デンゼル・ワシントン演じるフランク・ルーカスは仕えていたギャングのボスの地位を引き継ぎ、新たに、純度100%のヘロインを原産地から直接輸入するルートを開拓しトップへとのし上ります。ギャング映画ではそこまでの過程で起こる他の組織との軋轢や泣いて身内を切るといった要素は、この映画ではあるものの大きな位置を占めません。主人公はむしろ堅実なビジネスをやる人間として描かれます(もちろん最終的には隙を見せて捕まるわけですが、このエピソードも面白いです)。彼はまとまった金が出来ると田舎から家族を呼び寄せ、自分の組織を身内で固めます。ミス・プエルト・リコを若い妻に迎えるというのはもしかして表の顔のために必要だったのかもしれません。

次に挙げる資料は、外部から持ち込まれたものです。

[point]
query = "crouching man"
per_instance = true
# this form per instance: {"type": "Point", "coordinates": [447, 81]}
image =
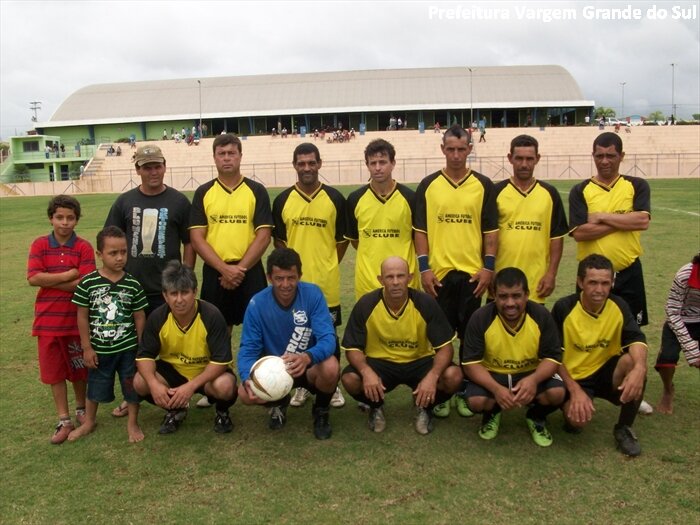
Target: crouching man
{"type": "Point", "coordinates": [395, 336]}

一方、ラッセル・クロウ演じる刑事リッチー・ロバーツは汚職がはびこる警察組織の中では潔癖過ぎて浮いていますが、私生活には問題ありの人物です。やがて麻薬捜査班を組織することになり、汚職とは縁がなさそうな人間を集めます。ここでようやくリッチーの行動が生き生きしているように見えます。逆に言うとそれだけ当時の警察組織が腐っていたということでしょう。

二大オスカー俳優の共演と言っても実際に二人が顔をつき合わせるのはラスト30分くらいからでしょうか、例えばそれまで何度か顔を合わせていたとか、何度も証拠を掴みながら逮捕までは至らなかったというような関係ではありません。二人はラストに共通の敵に立ち向かうことになります。共通ではあるものの、そいつらを引き摺り下ろしたいと強く思っているのはリッチーの方です。この敵の存在を大きくして、二人がそれぞれ敵に押し込まれ、それに抵抗するというような演出方法もあったでしょうが、ここでのリドリー・スコットはそういうことはしていません。全体的にも張り詰めた緊張感が映画を支配するということもないので、不満を感じる人もいるかもしれません。個人的にはフランクが追い詰められる場面や麻薬の輸送方法の謎が解明される場面も必要以上に盛り上げなかったことに逆に好感が持てます。2時間半という長丁場ながらも大げさすぎて疲れることも、緩すぎて飽きるということない演出はベテラン監督らしい的確な仕事だと思います。

サントラの収録曲に パブリック・エナミーを見つけたときにはこれだけが時代が違うなと思いましたが、映画を見て納得しました。また本編後の映像もお見逃しなく!!